February Reading Recap
Updated: Jun 4
In addition to Followers by Megan Angelo, I finished four other books in February, including my first Native Literature Challenge book of the year. Here’s my take on each of them.
The Best We Could Do Thi Bui
This graphic novel memoir is about what you pass on to your children, whether purposeful or inadvertent. Bui shows in words and drawings that parenting is a great responsibility, especially given that sometimes all a person can handle is the imperative to keep their child alive.
The graphic novel format elevates the story, adding meaning beyond the words. Bui captures facial expressions perfectly. Plus, unlike some graphic novels I’ve seen, each page shows great care in the art that accompanies her words.
I surprisingly found a thread to connect me and Bui in her immigration story. Coming to the US, her family briefly live in Hammond, Indiana, which is just a few miles away from where I once lived and worked in Munster, Indiana. I laughed when I read the text bubble of her father asking “why is it so ugly here?” It really IS so ugly in Northwest Indiana, and I could understand why they ended up in California instead.
Topics of Conversation Miranda Popkey
Here is another book about a woman who is mother to a son and grapples (obliquely) with her origin story. Each chapter, titled with a city and a year, conveys a conversation the unnamed narrator has had. The conversations encompass themes of sexuality, the roles of women, power, friendship, and family.
While some Goodreads reviewers found the book boring, I found it anything but!

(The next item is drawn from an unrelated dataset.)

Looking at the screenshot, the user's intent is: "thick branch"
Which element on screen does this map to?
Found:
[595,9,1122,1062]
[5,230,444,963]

Since finishing it I have gone back to close-read sections in order to collect all the layers of meaning.
Dear Girls Ali Wong
Wong’s book, formatted as letters to her two daughters, includes typical Ali Wong humor, in other words, a lot of jokes about butt sex and thick pubes. If you’ve seen her Netflix specials you know how crass she can get, but the raunch is part of what makes her so funny.
However, I think she is better on stage than in written text. The format became progressively cheesy, and with the afterword by her husband, outright smarmy. Still, in particular I enjoyed reading her take on San Francisco, New York City, and Los Angeles, and what it was like to live in each of them as an Asian-American.
Future Home of the Living God Louise Erdrich
I chose this book to fulfill the Native Literature Challenge Prompt #3, Indigenous Genre Fiction. First of all, I found Erdrich’s writing to be exquisite. Not only did I learn new words throughout, but Erdrich wields words not only to tell a story, but to create images. For example, on page 106 she writes,
And the sky has bloomed, it is verdant with stars.
In response I envision the stars as flowers, the black night tinged green. And, on page 192, the narrator Cedar laments,
To say goodbye we have to cut our minds apart.
I then sense the gravity of her parting more deeply.
The dystopian novel is divided not by chapters but by date: Cedar writes a diary to her unborn baby boy as evolution rapidly reverses. The government falls, and a religious state replaces it. Pregnant women are captured and martyred in childbirth, and Cedar seeks to escape this fate.
Now that I’ve gotten a taste of Erdrich’s writing, I look forward to reading from Erdrich’s long backlist.
Looking back on my February reading selections, I noticed that all include themes of parenthood. I wonder what will emerge as the theme for March? We’ll find out!